第93回選抜高校野球大会(春の甲子園)は、東海大相模の3回目の優勝で幕を閉じた。この大会は「コロナ蔓延後初の甲子園」であるとともに、2019年11月に「投手の障害予防に関する有識者会議」が答申した「球数制限」が初めて適用された甲子園でもあった。

日本高野連の「球数制限」は以下の通りだ。

・大会期間中に1人の投手が投げる総数を「1週間500球以内」とし、3連戦を避ける日程を設定すること

今春の甲子園31試合の投球内容を、適用前の最後の春の甲子園だった2019年春の甲子園31試合と比較してみよう。

「球数制限」の適用でどう変わったのか

①各チームが1試合で起用した投手数

2019年 2.03人(延べ126人)
2021年 2.02人(延べ125人)

起用投手数はほとんど変わらず。
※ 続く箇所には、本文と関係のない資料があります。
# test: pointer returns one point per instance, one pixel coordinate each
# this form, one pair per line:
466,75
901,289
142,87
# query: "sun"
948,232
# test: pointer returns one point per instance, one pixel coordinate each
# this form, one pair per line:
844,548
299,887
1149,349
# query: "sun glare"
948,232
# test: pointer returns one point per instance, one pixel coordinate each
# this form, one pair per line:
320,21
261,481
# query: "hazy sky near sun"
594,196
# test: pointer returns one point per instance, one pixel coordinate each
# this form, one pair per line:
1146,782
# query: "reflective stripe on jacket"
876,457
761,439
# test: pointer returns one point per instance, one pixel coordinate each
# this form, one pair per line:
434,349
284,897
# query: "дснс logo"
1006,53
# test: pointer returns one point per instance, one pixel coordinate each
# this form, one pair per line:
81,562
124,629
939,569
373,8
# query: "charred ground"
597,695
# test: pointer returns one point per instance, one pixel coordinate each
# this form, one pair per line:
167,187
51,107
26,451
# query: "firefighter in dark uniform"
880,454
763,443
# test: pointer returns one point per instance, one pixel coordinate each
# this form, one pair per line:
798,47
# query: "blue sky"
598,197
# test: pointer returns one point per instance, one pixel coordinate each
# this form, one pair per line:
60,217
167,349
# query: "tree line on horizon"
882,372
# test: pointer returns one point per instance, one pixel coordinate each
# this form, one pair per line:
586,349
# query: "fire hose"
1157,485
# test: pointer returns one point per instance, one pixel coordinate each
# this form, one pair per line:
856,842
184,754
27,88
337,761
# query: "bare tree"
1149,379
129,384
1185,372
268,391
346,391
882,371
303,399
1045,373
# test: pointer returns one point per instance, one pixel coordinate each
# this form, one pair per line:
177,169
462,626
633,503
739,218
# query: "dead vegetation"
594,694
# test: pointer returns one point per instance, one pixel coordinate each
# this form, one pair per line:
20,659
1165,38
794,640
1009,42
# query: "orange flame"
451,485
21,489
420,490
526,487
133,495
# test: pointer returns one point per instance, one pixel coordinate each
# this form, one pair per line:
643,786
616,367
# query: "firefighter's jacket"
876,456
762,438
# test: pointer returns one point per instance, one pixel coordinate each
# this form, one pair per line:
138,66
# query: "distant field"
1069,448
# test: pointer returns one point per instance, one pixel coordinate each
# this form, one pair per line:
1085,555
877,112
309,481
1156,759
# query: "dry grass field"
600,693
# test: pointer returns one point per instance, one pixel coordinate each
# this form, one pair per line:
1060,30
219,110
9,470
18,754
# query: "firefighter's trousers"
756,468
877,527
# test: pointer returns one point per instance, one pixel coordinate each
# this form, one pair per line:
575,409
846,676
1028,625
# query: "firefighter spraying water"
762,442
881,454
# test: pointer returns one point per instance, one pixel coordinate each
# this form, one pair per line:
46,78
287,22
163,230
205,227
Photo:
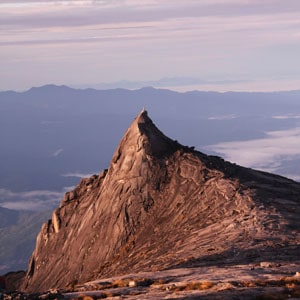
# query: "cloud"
225,117
78,174
268,154
286,117
208,39
57,152
36,200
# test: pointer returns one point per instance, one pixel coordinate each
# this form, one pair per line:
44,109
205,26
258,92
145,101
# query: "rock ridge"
162,205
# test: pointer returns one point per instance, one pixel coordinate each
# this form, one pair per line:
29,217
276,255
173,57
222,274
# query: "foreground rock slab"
161,205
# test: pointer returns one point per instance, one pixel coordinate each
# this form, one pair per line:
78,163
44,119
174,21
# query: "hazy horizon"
216,45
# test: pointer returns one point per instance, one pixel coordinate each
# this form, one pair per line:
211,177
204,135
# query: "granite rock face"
164,205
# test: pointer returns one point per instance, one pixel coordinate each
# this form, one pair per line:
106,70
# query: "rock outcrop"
163,205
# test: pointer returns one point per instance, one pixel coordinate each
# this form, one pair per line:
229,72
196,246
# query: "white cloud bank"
38,200
268,154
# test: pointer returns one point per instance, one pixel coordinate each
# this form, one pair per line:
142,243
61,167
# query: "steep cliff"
161,205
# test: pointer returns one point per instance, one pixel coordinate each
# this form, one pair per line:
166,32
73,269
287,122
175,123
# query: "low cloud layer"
268,154
38,200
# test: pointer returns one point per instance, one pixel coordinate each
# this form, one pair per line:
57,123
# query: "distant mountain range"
52,136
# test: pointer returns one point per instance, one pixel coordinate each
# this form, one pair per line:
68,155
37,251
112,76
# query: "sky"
240,45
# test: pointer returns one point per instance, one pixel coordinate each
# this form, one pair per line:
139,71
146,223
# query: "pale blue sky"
228,44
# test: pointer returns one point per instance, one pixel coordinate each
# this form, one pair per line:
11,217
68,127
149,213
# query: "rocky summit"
161,206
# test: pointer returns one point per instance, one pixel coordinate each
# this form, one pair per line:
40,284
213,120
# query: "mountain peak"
161,205
144,135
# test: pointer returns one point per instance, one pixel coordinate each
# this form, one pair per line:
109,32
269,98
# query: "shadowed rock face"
162,205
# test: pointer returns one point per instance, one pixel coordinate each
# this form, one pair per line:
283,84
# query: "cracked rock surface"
161,205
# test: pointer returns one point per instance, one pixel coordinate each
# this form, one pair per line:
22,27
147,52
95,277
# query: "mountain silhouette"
163,205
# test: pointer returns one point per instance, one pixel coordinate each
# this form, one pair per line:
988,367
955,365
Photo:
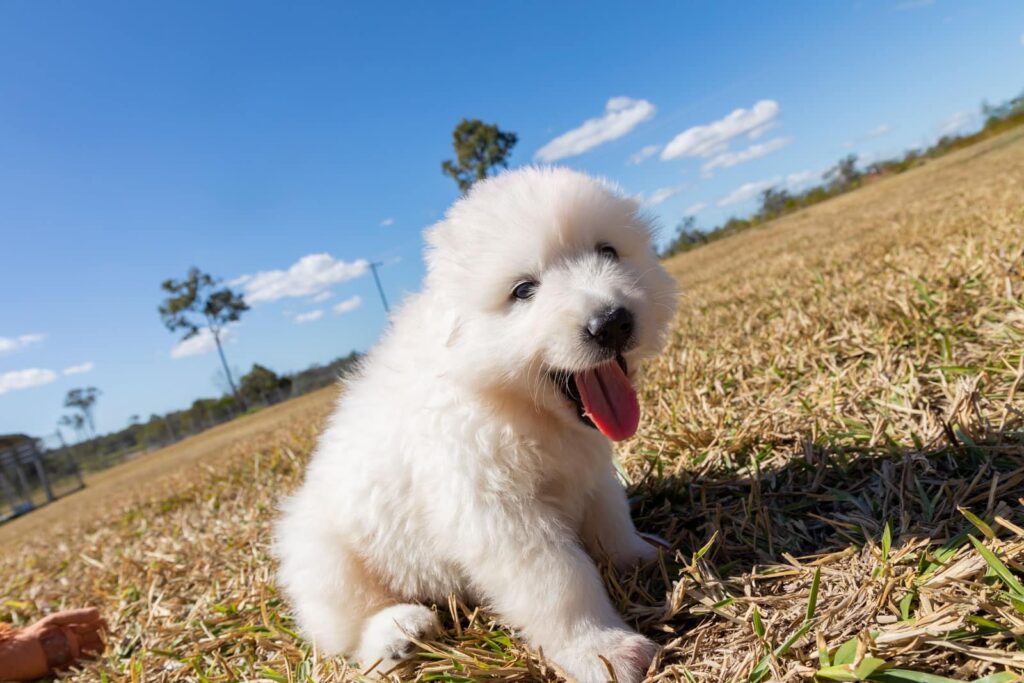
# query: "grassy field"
833,441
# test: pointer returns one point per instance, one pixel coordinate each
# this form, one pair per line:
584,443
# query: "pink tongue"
609,400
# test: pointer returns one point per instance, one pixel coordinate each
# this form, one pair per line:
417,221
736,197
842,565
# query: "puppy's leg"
607,527
329,587
544,583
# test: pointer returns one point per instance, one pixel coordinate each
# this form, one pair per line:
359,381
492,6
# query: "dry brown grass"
837,415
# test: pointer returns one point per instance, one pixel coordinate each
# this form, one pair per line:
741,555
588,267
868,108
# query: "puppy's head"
552,295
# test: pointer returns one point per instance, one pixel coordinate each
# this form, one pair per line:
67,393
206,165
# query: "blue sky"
298,140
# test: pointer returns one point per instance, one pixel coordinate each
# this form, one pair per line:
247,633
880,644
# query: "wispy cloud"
348,305
201,343
715,138
730,159
622,115
310,316
878,131
25,379
957,123
745,191
309,275
80,369
8,344
912,4
662,194
643,155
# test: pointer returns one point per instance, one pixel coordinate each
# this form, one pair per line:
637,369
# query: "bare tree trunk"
227,372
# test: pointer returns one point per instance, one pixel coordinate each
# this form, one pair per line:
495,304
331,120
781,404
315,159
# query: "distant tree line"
843,177
257,388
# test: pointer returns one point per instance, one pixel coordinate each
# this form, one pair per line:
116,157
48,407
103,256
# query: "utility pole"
373,267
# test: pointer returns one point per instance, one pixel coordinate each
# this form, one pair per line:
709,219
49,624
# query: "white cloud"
25,379
309,275
878,131
730,159
912,4
796,181
622,115
957,123
747,191
80,369
643,155
201,343
17,343
310,316
663,194
715,137
348,305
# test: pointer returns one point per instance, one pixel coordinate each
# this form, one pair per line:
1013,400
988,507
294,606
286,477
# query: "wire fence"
31,475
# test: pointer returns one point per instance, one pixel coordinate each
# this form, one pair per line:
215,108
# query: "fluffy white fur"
453,464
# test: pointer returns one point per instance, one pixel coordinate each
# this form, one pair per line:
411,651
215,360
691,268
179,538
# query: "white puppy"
471,453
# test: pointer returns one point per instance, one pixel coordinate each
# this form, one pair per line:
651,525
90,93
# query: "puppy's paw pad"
632,656
389,635
629,653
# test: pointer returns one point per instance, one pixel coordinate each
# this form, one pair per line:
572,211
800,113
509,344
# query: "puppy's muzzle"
611,329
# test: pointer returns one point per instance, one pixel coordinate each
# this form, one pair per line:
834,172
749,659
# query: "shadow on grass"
779,518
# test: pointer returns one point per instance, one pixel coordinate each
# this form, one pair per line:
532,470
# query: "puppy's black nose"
611,329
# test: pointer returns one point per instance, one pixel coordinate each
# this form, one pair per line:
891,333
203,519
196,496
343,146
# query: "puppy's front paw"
388,635
629,653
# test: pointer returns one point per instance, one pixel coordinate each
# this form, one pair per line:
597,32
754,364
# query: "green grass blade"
998,567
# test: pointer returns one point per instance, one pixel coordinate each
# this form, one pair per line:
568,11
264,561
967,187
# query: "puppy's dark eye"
524,290
607,251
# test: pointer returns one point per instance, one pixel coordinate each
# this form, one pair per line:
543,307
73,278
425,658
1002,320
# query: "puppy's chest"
568,482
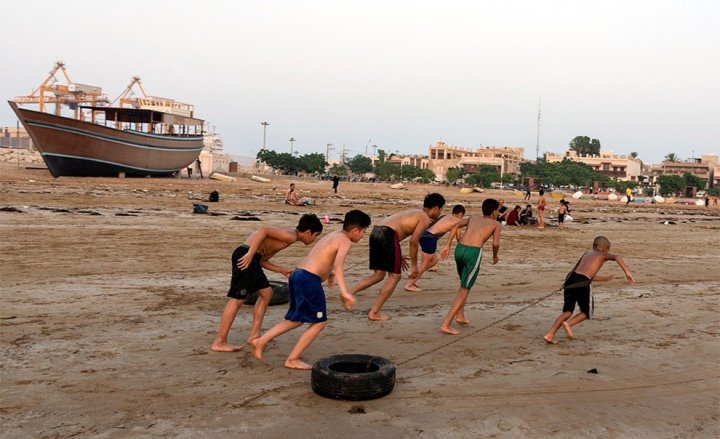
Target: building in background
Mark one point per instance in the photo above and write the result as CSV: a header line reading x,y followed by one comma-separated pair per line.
x,y
441,157
607,163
「球数制限」導入以前から、高校球界ではすでに複数の投手を起用する高校が多くなっていた。

②1試合で8イニング以上投げた投手の数

2019年 29人
2021年 29人

これも同数だった。複数の投手を起用する学校が増える一方で、依然としてエースにチームを託す意識が強い学校もある。ただし2019年は1人で10イニング以上投げた投手が延べ6人だったが、2021年は3人と減ってはいる。

③1人で1試合150球以上投げた投手の数

2019年 7人
前佑囲斗/津田学園(三重)170球 3/25 龍谷大平安(京都)戦
岩本大地/石岡一(茨城)170球 3/25 盛岡大附(岩手)戦
石川昂弥/東邦(愛知)163球 3/26 富岡西(徳島)戦
中森俊介/明石商(兵庫)161球 3/31 智弁和歌山(和歌山)戦
阿部秀俊/盛岡大附(岩手)155球 3/25 石岡一(茨城)戦
霜上幸太郎/熊本西(熊本)155球 3/28 智弁和歌山(和歌山)戦
沼田仁/市呉(広島)150球 3/23 市和歌山(和歌山)戦
2021年 4人
達孝太/天理(奈良)164球 3/29 仙台育英(宮城)戦
山口謙作/上田西(長野)162球 3/23 広島新庄(広島)戦
達孝太/天理(奈良)161球 3/20 宮崎商(宮崎)戦
谷木亮太/柴田(宮城)153球 3/24 京都国際(京都)戦

150球以上投げた投手は延べ7人から延べ4人に減少している。しかし2021年は天理の達孝太が2試合も160球以上を投げている。甲子園の1大会で150球以上の投球数を2試合記録したのは、2018年夏の甲子園で吉田輝星/金足農(秋田 現日本ハム)が3試合記録して以来だ。

なお、1試合に120球以上を投げた投手の数は、2019年が27人だったのに対し、2021年は21人と減少している。